CHAPTER XXXIII.
The room into which Sally Pendleton was ushered was so dimly lighted that she was obliged to take the second glance about ere she could distinguish where the couch was on which Jay Gardiner lay. The next moment she was bending over him, crying and lamenting so loudly that the doctors waiting outside were obliged to go to her and tell her that this outburst might prove fatal to their patient in that critical hour.
Jay Gardiner was looking up at her with dazed eyes. He recognized her, uttered her name.
"Was it to-night that I left your house, after settling when the marriage was to take place?" he asked.
Miss Pendleton humored the idea by answering "Yes," instead of telling him that the visit he referred to had taken place several weeks before.
"To-day was to have been our wedding-day," she sobbed, "and now you are ill—very ill. But, Jay," she whispered, bending down and uttering the words rapidly in his ear, "it could take place just the same, here and now, if you are willing. I sent a note to a minister to come here, and he may arrive at any moment.
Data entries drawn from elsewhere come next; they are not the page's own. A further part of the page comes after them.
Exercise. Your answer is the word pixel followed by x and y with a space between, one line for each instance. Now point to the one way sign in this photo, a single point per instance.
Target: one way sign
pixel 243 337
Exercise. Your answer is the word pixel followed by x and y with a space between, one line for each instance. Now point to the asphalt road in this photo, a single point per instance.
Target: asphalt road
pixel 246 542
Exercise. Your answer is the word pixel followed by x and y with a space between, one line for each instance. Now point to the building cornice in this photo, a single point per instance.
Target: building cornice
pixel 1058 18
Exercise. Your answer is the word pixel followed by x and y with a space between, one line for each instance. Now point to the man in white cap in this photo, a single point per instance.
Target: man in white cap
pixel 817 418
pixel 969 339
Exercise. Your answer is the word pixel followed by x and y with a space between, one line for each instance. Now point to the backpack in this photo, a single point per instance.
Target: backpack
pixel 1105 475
When he comes, shall I speak to him about it?"
He did not answer; he was trying to remember something, trying, oh, so hard, to remember something that lay like a weight on his mind.
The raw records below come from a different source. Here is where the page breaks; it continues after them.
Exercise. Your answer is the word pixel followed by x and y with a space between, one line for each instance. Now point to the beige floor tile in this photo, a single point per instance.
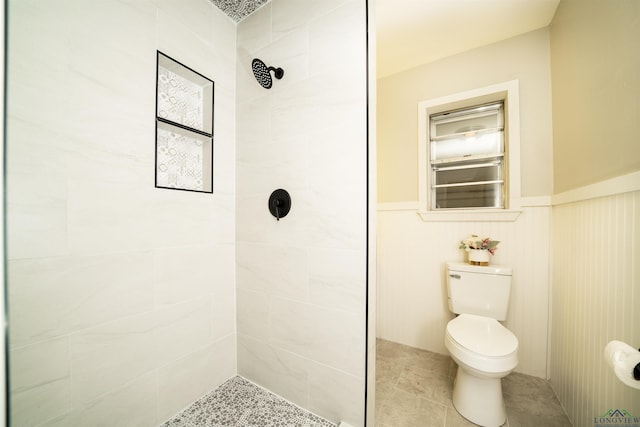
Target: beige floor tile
pixel 414 389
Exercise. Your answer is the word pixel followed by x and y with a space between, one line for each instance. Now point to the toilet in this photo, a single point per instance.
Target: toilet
pixel 483 348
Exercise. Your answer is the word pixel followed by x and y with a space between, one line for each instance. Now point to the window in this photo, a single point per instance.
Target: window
pixel 469 155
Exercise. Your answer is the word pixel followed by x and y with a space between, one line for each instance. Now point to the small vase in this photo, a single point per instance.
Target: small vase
pixel 479 257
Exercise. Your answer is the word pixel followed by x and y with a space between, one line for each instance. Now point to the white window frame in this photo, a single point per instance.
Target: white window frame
pixel 508 92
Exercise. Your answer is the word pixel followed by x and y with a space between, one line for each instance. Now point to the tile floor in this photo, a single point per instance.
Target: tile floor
pixel 240 403
pixel 414 387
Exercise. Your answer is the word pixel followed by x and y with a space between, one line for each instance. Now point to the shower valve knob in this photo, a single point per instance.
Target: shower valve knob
pixel 279 203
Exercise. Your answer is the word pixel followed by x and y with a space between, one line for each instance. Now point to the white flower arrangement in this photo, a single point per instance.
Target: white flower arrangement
pixel 482 243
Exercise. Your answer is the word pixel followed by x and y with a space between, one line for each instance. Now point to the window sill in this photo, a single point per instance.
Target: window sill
pixel 470 215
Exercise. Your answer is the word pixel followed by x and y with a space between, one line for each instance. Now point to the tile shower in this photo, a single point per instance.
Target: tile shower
pixel 129 302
Heaven help him! the past was entirely blotted out of his memory!
He recollected leaving Miss Pendleton's house after setting the date for his marriage with her, but beyond that evening the world was a blank to him.
He never remembered that there were such people as David Moore, the basket-maker, and a beautiful girl, his daughter Bernardine, to whom he had lost his heart, and whom he had wedded, and that she was now waiting for him. His mind was to be a blank upon all that for many a day to come.